Mr Aloyce attributed peace and security that Tanzania enjoyed since its birth as a reason why more Americans opt for the country as their preferred destination.
“That is certainly one of the pulling factors that has seen more and more Americans sampling various attractions in the country,” he argued.
While some African countries have over the years seen their tourism and hospitality industries going on their knees, Tanzania has continued enjoying an influx of tourists, thanks to its peace and security.
While everyone seemed to be engrossed in the 2018 World Cup in Russia, former United States President Barack Obama discreetly landed at the Kilimanjaro International Airport (KIA).

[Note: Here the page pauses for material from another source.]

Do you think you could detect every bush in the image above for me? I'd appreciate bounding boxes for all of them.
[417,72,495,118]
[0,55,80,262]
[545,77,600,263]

This was not an official visit that would otherwise be dominated by speeches, convoy of vehicles and sirens; this was a purely a strictly private visit (accompanied by his family) by a man who traces his origin in Africa to Tanzania, a country endowed with an array of attractions.
During his eight days in the country, the 44th President of the US visited the Serengeti National Park and enjoyed the best wildlife viewing in the world.
Much as he had missed the Great Migration, Obama enjoyed seeing the dense lion population in the park and all members of the big five, without forgetting the almost 500 bird species found in the park.
This can simply be summed up by his own words describing how thrilled he was to have visited the Serengeti.
He even pledged to market Tanzania’s natural resources wealth upon his return to the US.
According to the then Minister for Foreign Affairs and East African Cooperation, the late Augustin Mahiga, the former US President was thrilled by the Serengeti National Park.